The Macau government has aimed to complete the revision of the gaming law by the fourth quarter this year, prior to submitting a finalised draft bill to the Legislative Assembly.
The city’s current six gaming concessions are due to expire in June 2022, unless the authorities grant a form of limited extension as permitted under current Macau gaming law. The government has said Macau’s gaming law needs to be updated as a linked issue to a fresh public tender process for Macau gaming rights.
During Tuesday’s media briefing, Mr Lei mentioned the public consultation would cover nine main topics. They included: how many public concessions there should be – a question implying Macau would not seek to move to a system for individually licensing casinos, as had been proposed in some quarters.
Other topics were: the duration of any new concession term; what new regulatory requirements should be applied to concessionaires; steps to protect local employment; and how to help Macau ID holders move up the career ladder in the industry.

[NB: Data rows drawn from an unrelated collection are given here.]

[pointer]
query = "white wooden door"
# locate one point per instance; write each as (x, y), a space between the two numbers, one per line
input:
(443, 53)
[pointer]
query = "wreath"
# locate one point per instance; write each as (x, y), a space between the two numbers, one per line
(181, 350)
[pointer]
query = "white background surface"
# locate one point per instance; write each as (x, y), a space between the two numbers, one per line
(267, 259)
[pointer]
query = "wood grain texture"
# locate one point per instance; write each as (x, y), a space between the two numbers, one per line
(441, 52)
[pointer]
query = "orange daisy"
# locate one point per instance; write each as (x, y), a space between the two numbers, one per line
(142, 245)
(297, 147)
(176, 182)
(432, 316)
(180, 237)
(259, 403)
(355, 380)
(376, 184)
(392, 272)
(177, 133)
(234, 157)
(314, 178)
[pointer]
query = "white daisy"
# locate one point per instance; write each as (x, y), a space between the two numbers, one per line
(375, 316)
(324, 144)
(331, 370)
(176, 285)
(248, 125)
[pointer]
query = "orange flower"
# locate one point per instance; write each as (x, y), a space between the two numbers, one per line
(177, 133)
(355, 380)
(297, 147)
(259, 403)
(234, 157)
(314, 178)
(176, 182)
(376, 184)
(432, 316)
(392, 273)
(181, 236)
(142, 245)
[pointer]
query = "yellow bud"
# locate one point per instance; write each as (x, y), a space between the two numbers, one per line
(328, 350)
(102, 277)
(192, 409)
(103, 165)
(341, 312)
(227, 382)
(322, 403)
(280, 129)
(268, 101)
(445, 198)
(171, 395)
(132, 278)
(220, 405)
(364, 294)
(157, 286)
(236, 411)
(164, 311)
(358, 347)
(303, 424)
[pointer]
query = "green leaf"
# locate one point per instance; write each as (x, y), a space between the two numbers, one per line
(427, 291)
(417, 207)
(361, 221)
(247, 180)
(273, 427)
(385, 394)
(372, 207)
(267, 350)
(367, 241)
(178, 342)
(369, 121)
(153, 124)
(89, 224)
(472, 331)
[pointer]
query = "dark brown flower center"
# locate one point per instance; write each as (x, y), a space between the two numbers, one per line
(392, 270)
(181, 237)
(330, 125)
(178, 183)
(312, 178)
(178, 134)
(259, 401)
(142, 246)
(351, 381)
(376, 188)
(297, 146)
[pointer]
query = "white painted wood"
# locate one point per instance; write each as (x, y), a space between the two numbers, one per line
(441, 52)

Further topics for the public consultation were: promotion in the industry of non-gaming; the corporate social responsibility of the industry; how to step up scrutiny of junkets and their business collaborators; and how to tackle the issue of deposits made by private investors in the gaming sector, that have in the past sometimes led to members of the local public sustaining losses.
There will be five face-to face consultation sessions run by the gaming regulator. The first, on September 20, will be with the gaming companies and junkets only. The other four sessions will be for the public, on September 29, October 9, October 13 and October 19.